On the other hand, AFIR ensures that the infrastructure for the supply of renewable energy will be in place to enable the implementation of the FuelEU and the CO₂ standards for cars and vans. Another demand-side measure is energy efficiency, which will be necessary to cope with all the electrification that is envisaged, mitigating the huge increase in electricity consumption that is foreseen.

A cross-cutting measure that will act on the market is the EU ETS, which taxes emissions from a range of sectors, now includes maritime and plans to include land transport and buildings. This measure will incentivise the successful implementation of all measures by internalising the externalities of emissions; as greener energy is used and energy efficiency is improved, the cost of emission allowances can be reduced or contained. 

In the transitional period, the funds raised will go to the innovation fund to accelerate the transition and to the social climate fund to do it in a fair way by supporting vulnerable households and businesses.

Finally, to safeguard European industry and reduce carbon leakage, border adjustment mechanisms will be defined to prevent climate relocation by taxing imports of carbon-intensive products.
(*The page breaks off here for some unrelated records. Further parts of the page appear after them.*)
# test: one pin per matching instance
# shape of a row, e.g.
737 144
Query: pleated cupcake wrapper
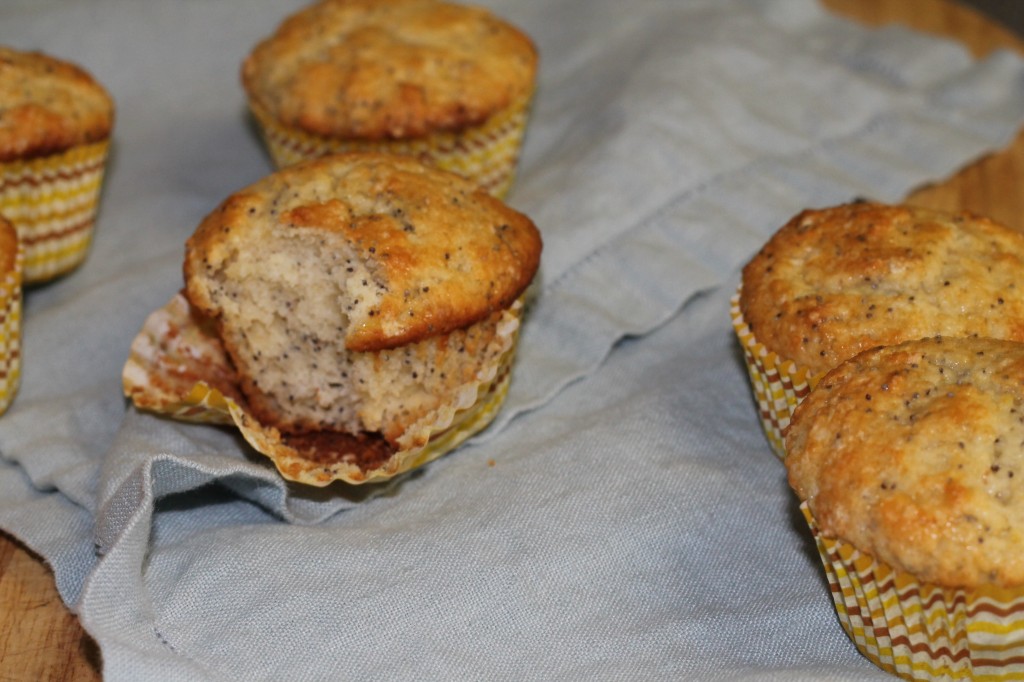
920 631
52 202
10 332
778 384
173 351
486 154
Repower EU: empowering the European Union

Russia's invasion of Ukraine has massively disrupted European and global energy markets. REPowerEU is the European Commission's plan to end dependence on Russian fossil fuel imports. REPowerEU is a plan to save energy, produce clean energy and diversify energy supplies. It is backed by financial and legal measures to build the new infrastructure and energy system that Europe needs. 

This plan has 4 essential pillars:

Savings: All citizens, companies and organisations can save energy. So contingency measures for supply interruptions will be necessary.
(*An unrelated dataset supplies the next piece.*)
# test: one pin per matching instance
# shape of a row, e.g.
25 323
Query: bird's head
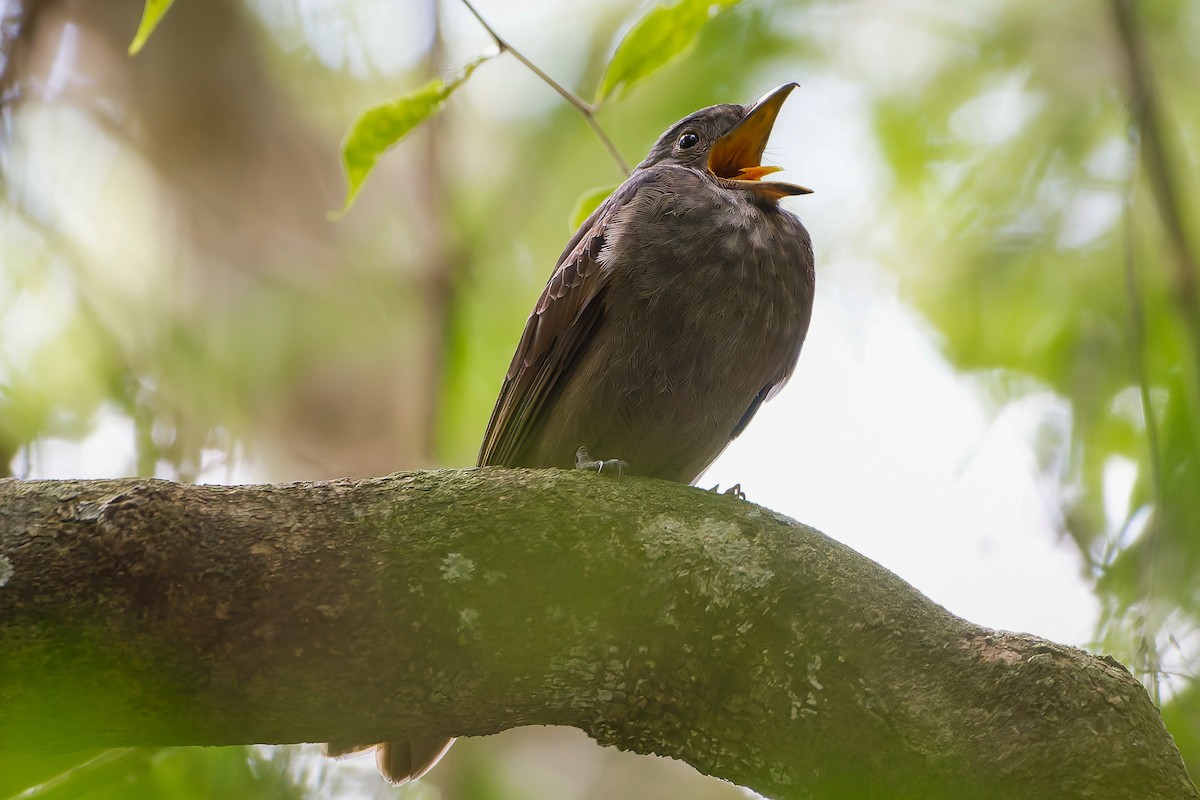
727 140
Diversification: The EU is working with international partners to find alternative energy supplies. In the short term, we need alternative supplies of gas, oil and coal as quickly as possible. And for the future we will also need renewable hydrogen. 

Accelerating clean energy: REPowerEU will accelerate the green transition and drive massive investment in renewables. We must also enable industry and transport to replace fossil fuel use more quickly to reduce emissions and dependencies. 

Investment and reform: Additional investment of €210 billion is needed between now and 2027 to achieve our independence from Russian fossil fuel imports, which currently cost European taxpayers around €100 billion a year. The Commission proposes that Member States develop national REPowerEU plans to implement these new priorities.

Actions to be completed by 2027 include:

  • Investments in an integrated and adapted network of gas and electricity infrastructure.
  • Increased ambition on energy savings by raising the EU-wide efficiency target for 2030 from 9% to 13%.
  • An EU energy savings communication with recommendations on how citizens and businesses can save around 13 bcm on gas imports.
  • Increasing the European renewables target for 2030 from 40% to 45%.
  • Regulatory measures to increase energy efficiency in the transport sector.
  • Finally, build 17.5 GW of electrolysers by 2025 to feed EU industry with a local production of 10 million tonnes of renewable hydrogen.

What does the future hold? 

This whole series of measures derived from the Fit for 55 establishes a very demanding roadmap for companies and public administrations to decarbonise transport. 

As far as maritime transport is concerned, shipping companies will be forced to make significant efforts to renew their fleet by purchasing new ships powered by alternative fuels. 

On the other hand, the need to provide OPS to ports will strain the current electricity grids and force a substantial increase in their capacity, which is currently one of the main barriers. The deployment of renewables to both the port and the country will be necessary in order to guarantee green energy for ships. 

Even so, ports will have to increase efforts to produce and supply alternative fuels such as hydrogen for road transport and port machinery or methanol and ammonia for ships. 

In short, if all goes according to plan, by 2030 European ports will have substantially transformed on their way to sustainability and, in step with this, ships and road transport will follow suit.